Historically, family control of companies in Japan has been “more durable than the very low equity ownership of the founding families would indicate,” wrote researchers from the University of Copenhagen, the University of Alberta and other universities in a 2021 paper published in the Journal of Financial Economics.
About 10-30% of companies listed on Japanese stock exchanges from the 1960s to 2010 were managed by heirs of founding families who had “little ownership to report,” Morten Bennedsen, Vikas Mehrotra and co-authors found. They pointed to the example of the Toyoda family at Toyota Motor Corp, the Suzuki family at Suzuki Motor Corp and the Kashio family at Casio Computer.

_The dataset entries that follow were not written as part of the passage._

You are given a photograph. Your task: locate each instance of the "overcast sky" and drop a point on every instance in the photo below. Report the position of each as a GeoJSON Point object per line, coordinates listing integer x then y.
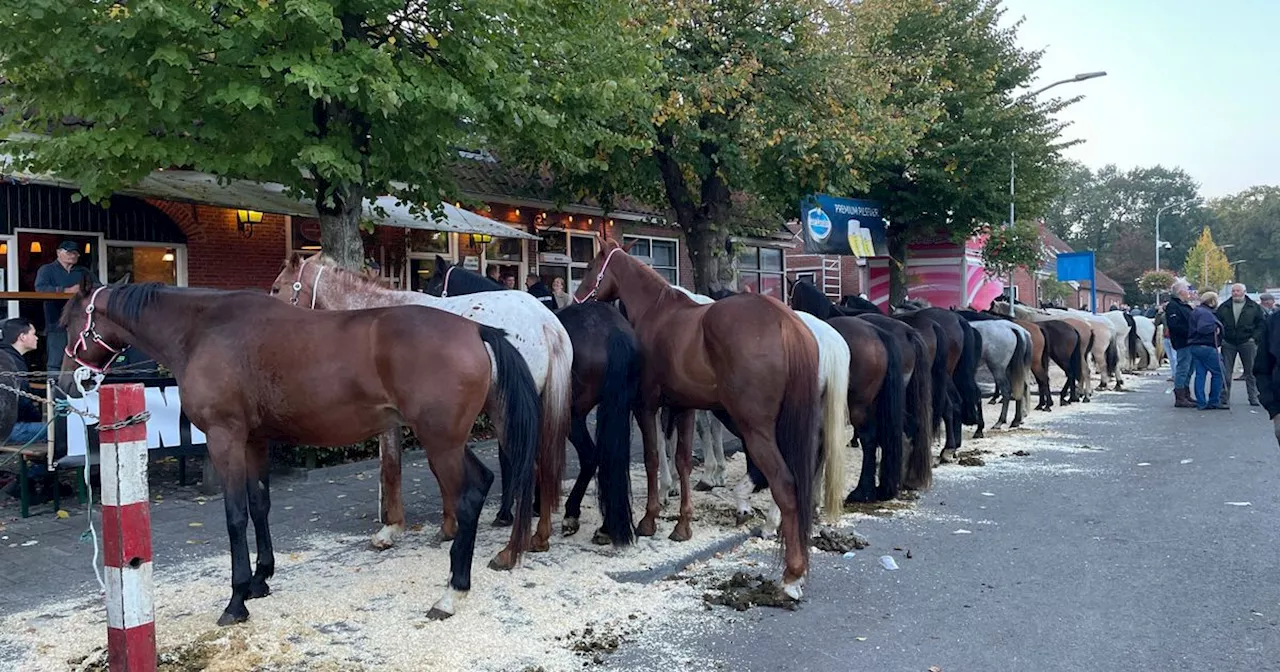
{"type": "Point", "coordinates": [1189, 83]}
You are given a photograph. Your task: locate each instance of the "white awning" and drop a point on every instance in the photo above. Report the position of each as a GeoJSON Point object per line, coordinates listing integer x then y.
{"type": "Point", "coordinates": [204, 188]}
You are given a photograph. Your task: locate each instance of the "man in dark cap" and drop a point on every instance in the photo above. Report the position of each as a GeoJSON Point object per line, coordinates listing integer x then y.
{"type": "Point", "coordinates": [59, 277]}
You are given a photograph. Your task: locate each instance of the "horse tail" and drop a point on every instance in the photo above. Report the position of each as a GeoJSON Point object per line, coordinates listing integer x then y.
{"type": "Point", "coordinates": [521, 414]}
{"type": "Point", "coordinates": [919, 396]}
{"type": "Point", "coordinates": [890, 417]}
{"type": "Point", "coordinates": [613, 435]}
{"type": "Point", "coordinates": [970, 397]}
{"type": "Point", "coordinates": [833, 364]}
{"type": "Point", "coordinates": [557, 412]}
{"type": "Point", "coordinates": [1018, 366]}
{"type": "Point", "coordinates": [796, 425]}
{"type": "Point", "coordinates": [941, 378]}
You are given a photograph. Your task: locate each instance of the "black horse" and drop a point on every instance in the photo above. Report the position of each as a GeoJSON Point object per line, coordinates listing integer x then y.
{"type": "Point", "coordinates": [606, 376]}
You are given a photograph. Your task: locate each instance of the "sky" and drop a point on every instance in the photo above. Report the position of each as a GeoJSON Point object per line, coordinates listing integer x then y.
{"type": "Point", "coordinates": [1189, 83]}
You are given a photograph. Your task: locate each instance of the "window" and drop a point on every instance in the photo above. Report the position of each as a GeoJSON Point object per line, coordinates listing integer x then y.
{"type": "Point", "coordinates": [762, 270]}
{"type": "Point", "coordinates": [662, 254]}
{"type": "Point", "coordinates": [142, 264]}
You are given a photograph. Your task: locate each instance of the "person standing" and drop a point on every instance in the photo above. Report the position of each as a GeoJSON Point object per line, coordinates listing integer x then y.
{"type": "Point", "coordinates": [62, 275]}
{"type": "Point", "coordinates": [1266, 369]}
{"type": "Point", "coordinates": [1178, 316]}
{"type": "Point", "coordinates": [1203, 338]}
{"type": "Point", "coordinates": [1242, 327]}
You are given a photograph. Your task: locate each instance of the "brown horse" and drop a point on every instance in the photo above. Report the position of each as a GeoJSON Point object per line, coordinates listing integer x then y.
{"type": "Point", "coordinates": [254, 369]}
{"type": "Point", "coordinates": [748, 356]}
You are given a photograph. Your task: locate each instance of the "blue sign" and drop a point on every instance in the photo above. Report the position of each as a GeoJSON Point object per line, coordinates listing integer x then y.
{"type": "Point", "coordinates": [1079, 266]}
{"type": "Point", "coordinates": [849, 227]}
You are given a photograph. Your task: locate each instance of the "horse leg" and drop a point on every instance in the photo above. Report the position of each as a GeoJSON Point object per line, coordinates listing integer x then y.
{"type": "Point", "coordinates": [392, 506]}
{"type": "Point", "coordinates": [647, 420]}
{"type": "Point", "coordinates": [868, 435]}
{"type": "Point", "coordinates": [589, 460]}
{"type": "Point", "coordinates": [469, 483]}
{"type": "Point", "coordinates": [684, 467]}
{"type": "Point", "coordinates": [259, 490]}
{"type": "Point", "coordinates": [227, 451]}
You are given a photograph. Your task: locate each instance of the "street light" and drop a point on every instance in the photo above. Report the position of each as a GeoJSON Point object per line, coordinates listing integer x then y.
{"type": "Point", "coordinates": [1164, 243]}
{"type": "Point", "coordinates": [1013, 158]}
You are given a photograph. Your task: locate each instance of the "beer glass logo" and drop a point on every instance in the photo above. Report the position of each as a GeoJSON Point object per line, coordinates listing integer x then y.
{"type": "Point", "coordinates": [819, 224]}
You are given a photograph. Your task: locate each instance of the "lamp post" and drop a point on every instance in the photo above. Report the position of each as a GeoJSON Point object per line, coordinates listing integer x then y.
{"type": "Point", "coordinates": [1013, 158]}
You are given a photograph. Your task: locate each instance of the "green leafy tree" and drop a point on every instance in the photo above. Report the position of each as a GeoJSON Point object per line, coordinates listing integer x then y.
{"type": "Point", "coordinates": [338, 100]}
{"type": "Point", "coordinates": [759, 104]}
{"type": "Point", "coordinates": [1207, 264]}
{"type": "Point", "coordinates": [955, 179]}
{"type": "Point", "coordinates": [1251, 220]}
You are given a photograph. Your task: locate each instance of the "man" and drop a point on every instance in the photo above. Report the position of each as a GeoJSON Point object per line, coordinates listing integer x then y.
{"type": "Point", "coordinates": [59, 277]}
{"type": "Point", "coordinates": [1267, 302]}
{"type": "Point", "coordinates": [539, 291]}
{"type": "Point", "coordinates": [1178, 315]}
{"type": "Point", "coordinates": [17, 338]}
{"type": "Point", "coordinates": [1242, 324]}
{"type": "Point", "coordinates": [1266, 369]}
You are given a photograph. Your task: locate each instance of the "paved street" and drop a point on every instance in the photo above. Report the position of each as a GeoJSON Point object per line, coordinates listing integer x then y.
{"type": "Point", "coordinates": [1112, 545]}
{"type": "Point", "coordinates": [1118, 566]}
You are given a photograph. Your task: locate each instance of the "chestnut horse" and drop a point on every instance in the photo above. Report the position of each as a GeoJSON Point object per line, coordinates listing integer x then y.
{"type": "Point", "coordinates": [748, 356]}
{"type": "Point", "coordinates": [254, 369]}
{"type": "Point", "coordinates": [531, 329]}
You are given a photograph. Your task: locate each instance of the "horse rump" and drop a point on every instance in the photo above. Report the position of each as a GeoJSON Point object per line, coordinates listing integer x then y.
{"type": "Point", "coordinates": [517, 396]}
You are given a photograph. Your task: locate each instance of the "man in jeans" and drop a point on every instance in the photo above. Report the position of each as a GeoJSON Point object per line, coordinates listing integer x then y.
{"type": "Point", "coordinates": [1242, 324]}
{"type": "Point", "coordinates": [1178, 315]}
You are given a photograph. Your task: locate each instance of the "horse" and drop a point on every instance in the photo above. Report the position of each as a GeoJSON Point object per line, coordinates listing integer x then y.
{"type": "Point", "coordinates": [748, 356]}
{"type": "Point", "coordinates": [606, 371]}
{"type": "Point", "coordinates": [254, 369]}
{"type": "Point", "coordinates": [964, 352]}
{"type": "Point", "coordinates": [531, 329]}
{"type": "Point", "coordinates": [1006, 348]}
{"type": "Point", "coordinates": [923, 373]}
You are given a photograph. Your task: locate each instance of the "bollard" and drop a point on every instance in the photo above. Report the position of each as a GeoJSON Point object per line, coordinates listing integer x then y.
{"type": "Point", "coordinates": [131, 634]}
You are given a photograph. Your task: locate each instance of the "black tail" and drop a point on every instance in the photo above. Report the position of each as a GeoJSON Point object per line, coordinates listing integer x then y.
{"type": "Point", "coordinates": [919, 420]}
{"type": "Point", "coordinates": [613, 435]}
{"type": "Point", "coordinates": [970, 397]}
{"type": "Point", "coordinates": [517, 396]}
{"type": "Point", "coordinates": [890, 419]}
{"type": "Point", "coordinates": [941, 378]}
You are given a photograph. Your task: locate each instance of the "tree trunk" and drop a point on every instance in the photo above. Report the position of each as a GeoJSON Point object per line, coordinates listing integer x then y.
{"type": "Point", "coordinates": [897, 252]}
{"type": "Point", "coordinates": [339, 225]}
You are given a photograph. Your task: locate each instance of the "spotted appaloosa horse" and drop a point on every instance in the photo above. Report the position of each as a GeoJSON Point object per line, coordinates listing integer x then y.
{"type": "Point", "coordinates": [530, 328]}
{"type": "Point", "coordinates": [748, 356]}
{"type": "Point", "coordinates": [254, 369]}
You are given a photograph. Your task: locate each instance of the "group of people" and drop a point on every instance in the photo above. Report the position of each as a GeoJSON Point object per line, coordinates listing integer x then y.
{"type": "Point", "coordinates": [1207, 338]}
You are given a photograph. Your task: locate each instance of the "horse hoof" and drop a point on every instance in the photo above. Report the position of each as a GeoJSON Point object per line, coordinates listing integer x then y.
{"type": "Point", "coordinates": [502, 562]}
{"type": "Point", "coordinates": [257, 589]}
{"type": "Point", "coordinates": [438, 615]}
{"type": "Point", "coordinates": [229, 617]}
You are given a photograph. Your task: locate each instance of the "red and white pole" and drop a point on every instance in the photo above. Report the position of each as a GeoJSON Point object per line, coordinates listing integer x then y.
{"type": "Point", "coordinates": [131, 631]}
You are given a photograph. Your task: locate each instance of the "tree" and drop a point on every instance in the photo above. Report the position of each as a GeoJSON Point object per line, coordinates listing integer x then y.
{"type": "Point", "coordinates": [759, 104]}
{"type": "Point", "coordinates": [1206, 264]}
{"type": "Point", "coordinates": [337, 100]}
{"type": "Point", "coordinates": [955, 178]}
{"type": "Point", "coordinates": [1251, 220]}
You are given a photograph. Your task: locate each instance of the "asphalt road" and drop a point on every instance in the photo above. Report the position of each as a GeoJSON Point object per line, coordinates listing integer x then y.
{"type": "Point", "coordinates": [1114, 566]}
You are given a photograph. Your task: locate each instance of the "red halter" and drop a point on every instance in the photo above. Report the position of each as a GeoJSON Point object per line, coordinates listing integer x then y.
{"type": "Point", "coordinates": [90, 334]}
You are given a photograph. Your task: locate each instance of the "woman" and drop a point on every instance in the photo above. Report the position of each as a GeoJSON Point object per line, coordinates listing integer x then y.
{"type": "Point", "coordinates": [562, 298]}
{"type": "Point", "coordinates": [1205, 336]}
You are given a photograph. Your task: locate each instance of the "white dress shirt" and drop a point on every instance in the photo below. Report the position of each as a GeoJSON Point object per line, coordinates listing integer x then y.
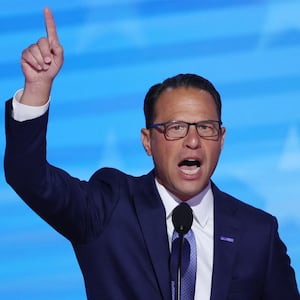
{"type": "Point", "coordinates": [203, 228]}
{"type": "Point", "coordinates": [202, 205]}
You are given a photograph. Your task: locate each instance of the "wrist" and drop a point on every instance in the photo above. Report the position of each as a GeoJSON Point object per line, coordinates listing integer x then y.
{"type": "Point", "coordinates": [36, 94]}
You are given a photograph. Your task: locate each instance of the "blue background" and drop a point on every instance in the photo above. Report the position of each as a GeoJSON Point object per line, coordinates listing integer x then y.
{"type": "Point", "coordinates": [114, 51]}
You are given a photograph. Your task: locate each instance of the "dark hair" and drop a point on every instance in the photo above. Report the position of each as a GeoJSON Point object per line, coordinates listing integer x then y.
{"type": "Point", "coordinates": [180, 80]}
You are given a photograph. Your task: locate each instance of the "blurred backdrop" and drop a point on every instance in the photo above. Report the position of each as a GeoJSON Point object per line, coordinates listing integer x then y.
{"type": "Point", "coordinates": [114, 51]}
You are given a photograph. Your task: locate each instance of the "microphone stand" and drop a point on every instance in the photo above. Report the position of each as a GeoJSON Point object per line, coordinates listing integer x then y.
{"type": "Point", "coordinates": [182, 219]}
{"type": "Point", "coordinates": [179, 276]}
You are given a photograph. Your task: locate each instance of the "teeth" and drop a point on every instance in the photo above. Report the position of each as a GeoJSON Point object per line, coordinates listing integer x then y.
{"type": "Point", "coordinates": [190, 163]}
{"type": "Point", "coordinates": [190, 171]}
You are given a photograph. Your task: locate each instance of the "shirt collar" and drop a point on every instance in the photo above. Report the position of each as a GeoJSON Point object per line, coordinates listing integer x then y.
{"type": "Point", "coordinates": [202, 204]}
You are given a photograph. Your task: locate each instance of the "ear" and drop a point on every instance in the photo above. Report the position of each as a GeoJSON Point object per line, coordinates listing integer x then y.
{"type": "Point", "coordinates": [223, 134]}
{"type": "Point", "coordinates": [145, 136]}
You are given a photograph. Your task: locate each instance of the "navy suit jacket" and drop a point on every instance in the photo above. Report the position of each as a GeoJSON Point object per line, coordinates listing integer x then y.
{"type": "Point", "coordinates": [117, 226]}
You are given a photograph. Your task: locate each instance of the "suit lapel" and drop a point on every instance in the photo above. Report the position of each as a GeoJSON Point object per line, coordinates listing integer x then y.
{"type": "Point", "coordinates": [226, 238]}
{"type": "Point", "coordinates": [152, 218]}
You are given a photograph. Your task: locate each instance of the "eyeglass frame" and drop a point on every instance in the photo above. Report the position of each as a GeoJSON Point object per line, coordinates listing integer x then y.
{"type": "Point", "coordinates": [196, 124]}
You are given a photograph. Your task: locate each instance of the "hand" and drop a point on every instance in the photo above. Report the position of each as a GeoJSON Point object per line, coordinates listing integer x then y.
{"type": "Point", "coordinates": [40, 63]}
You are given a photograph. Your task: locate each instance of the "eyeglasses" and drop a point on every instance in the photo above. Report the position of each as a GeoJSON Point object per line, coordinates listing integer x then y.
{"type": "Point", "coordinates": [175, 130]}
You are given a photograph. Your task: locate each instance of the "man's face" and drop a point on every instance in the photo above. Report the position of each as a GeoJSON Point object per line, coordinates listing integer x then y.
{"type": "Point", "coordinates": [184, 166]}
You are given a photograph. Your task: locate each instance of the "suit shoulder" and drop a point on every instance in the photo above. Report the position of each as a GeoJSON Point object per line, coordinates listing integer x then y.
{"type": "Point", "coordinates": [242, 209]}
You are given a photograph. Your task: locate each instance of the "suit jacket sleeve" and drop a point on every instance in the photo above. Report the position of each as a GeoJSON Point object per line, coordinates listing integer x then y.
{"type": "Point", "coordinates": [60, 199]}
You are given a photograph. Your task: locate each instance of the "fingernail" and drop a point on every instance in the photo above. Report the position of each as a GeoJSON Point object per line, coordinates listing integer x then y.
{"type": "Point", "coordinates": [47, 60]}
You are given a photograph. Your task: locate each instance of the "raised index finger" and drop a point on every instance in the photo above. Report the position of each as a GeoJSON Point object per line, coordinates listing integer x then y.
{"type": "Point", "coordinates": [50, 26]}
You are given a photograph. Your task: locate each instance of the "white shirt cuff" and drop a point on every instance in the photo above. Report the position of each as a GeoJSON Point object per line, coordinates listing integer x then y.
{"type": "Point", "coordinates": [22, 112]}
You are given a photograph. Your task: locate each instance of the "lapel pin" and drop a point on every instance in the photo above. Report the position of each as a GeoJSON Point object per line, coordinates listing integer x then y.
{"type": "Point", "coordinates": [227, 239]}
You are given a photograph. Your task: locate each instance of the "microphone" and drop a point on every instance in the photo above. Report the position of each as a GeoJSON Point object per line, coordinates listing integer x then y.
{"type": "Point", "coordinates": [182, 218]}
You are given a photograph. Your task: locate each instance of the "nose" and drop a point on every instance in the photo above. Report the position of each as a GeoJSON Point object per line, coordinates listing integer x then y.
{"type": "Point", "coordinates": [192, 139]}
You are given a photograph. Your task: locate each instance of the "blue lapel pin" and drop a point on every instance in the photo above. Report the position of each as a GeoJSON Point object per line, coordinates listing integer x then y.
{"type": "Point", "coordinates": [226, 239]}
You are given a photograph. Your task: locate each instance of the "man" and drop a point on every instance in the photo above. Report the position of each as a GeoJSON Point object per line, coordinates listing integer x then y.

These clans have been able to maintain control through so-called “soft family resources,” including name and reputation.
We expect this trend to continue, with no signs that it is changing, Bennedsen told Reuters.
One of Seven & i’s investors mentioned a meeting with company executives, including Junro Ito, who remained silent throughout the meeting. The extent to which the Ito family exercised power in the company was “something of a secret,” said the investor, who asked to remain anonymous due to company policy.
A spokesman for Seven & and declined to comment.
It remains an open question whether the Ito family will be able to raise the funds needed to complete the deal – although domestic banks appear to be willing to cooperate with them.
If the founding families in Japan really want to control and influence their companies, they should not be listed on the stock market, said one Seven & i investor.
7-Eleven is a convenience store chain that has operated in the United States since 1927. A majority stake (70 percent) in the company was acquired in 1991 by Ito-Yokado, a Japanese supermarket chain and parent company of Seven-Eleven Japan. Since 2005. 7-Eleven is a wholly owned subsidiary of Seven-Eleven Japan, part of Seven & I Holdings Co. established the same year. As the chain’s website reads, 7-Eleven currently operates and licenses some 80,000 stores in 19 countries and territories under the brand of the same name.